Наскоро осмотревшись, я бросился влево, влез на большую бочку, ухватился за край крыши дровяного сарая, с трудом перевалился на заснеженную кровлю. Крыша дровника примыкала к высокой двухскатной крыше другого строения, на такую и летом нелегко влезть, но выбирать не приходится.
Не мудрствуя лукаво, я устремился к кровельному коньку прямо на четвереньках. Руки и босые ноги обжигал снег, мокрые рубаха и подштанники грозили превратиться в ледышку и хрустели при каждом движении. В самом конце подъема я начал соскальзывать, пришлось до предела взвинтить темп, и несколько мгновений это позволяло барахтаться на одном месте. Видя, что все приложенные усилия оказываются тщетными, издав от отчаяния невнятный звериный рык, я каким-то неимоверным образом дернулся вперед и сумел-таки зацепиться пальцами за деревянный конек. Боясь, что последние силы оставят меня после столь героического действия, быстро подтянул тело вверх и перевалился на противоположный скат. По ходу плавного скольжения вниз успел увидеть по эту сторону строения заснеженное поле и близкий лес. Значит, я выберусь-таки с подворья Курцевича!
Приземлившись в сугроб, не удержался на ногах, а когда поднялся, то нос к носу столкнулся с одетым в белый маскхалат человеком.
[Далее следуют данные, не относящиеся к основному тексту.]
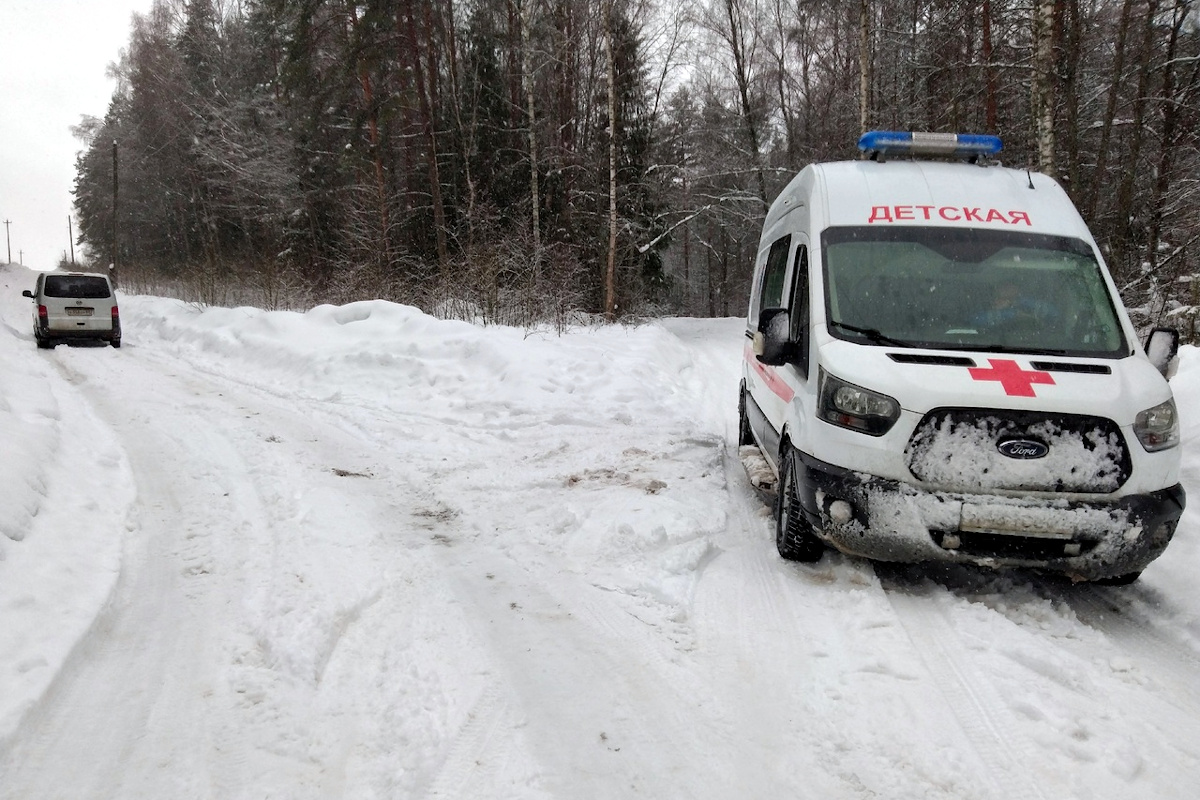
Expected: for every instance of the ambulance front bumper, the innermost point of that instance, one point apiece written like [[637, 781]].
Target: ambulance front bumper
[[1084, 537]]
Передо мной мелькнула до боли знакомая усатая физиономия, но процесс узнавания прервался быстрым ударом в челюсть, опрокинувшим меня обратно на снег. Не успел я опомниться, как грудь моя оказалась прижата коленом, а к горлу приставлен нож.
– Игнат?! – просипел я не столько испуганно, сколько удивленно.
– Ваше сиятельство? Михаил Васильевич!
11
Я плохо помню, как меня перевозили обратно на территорию Таридии, ибо измученный мозг включался лишь периодически. Сначала меня куда-то тащили, растирали, одевали, что-то заливали в горло. Помню бешеные глаза Григорянского, когда он тряс меня за плечи и что-то возбужденно орал мне в лицо. Потом я оказался в седле накрепко привязанным к лошади – в составе небольшой кавалерийской группы она мчала меня по заснеженным полям. Мы по льду переходили большую реку, проскочили несколько деревень, где-то даже останавливались на ночлег. Позже я узнал, что эта гонка длилась почти трое суток, а нашла меня в Улории группа разведчиков-следопытов в составе десяти человек, возглавляемая князем Григорянским и моим верным Игнатом Лукьяновым.
Окончательно я пришел в себя уже в доме Григорянского в Кузнецке. Василий так часто бывал в оружейной столице Таридии, что, в конце концов, вынужден был купить здесь дом и перевезти сюда из Бобровска молодую жену. Мечтавшая об Ивангороде Василиса явна не была этому рада, но пока князю удавалось сглаживать острые углы в семейных отношениях.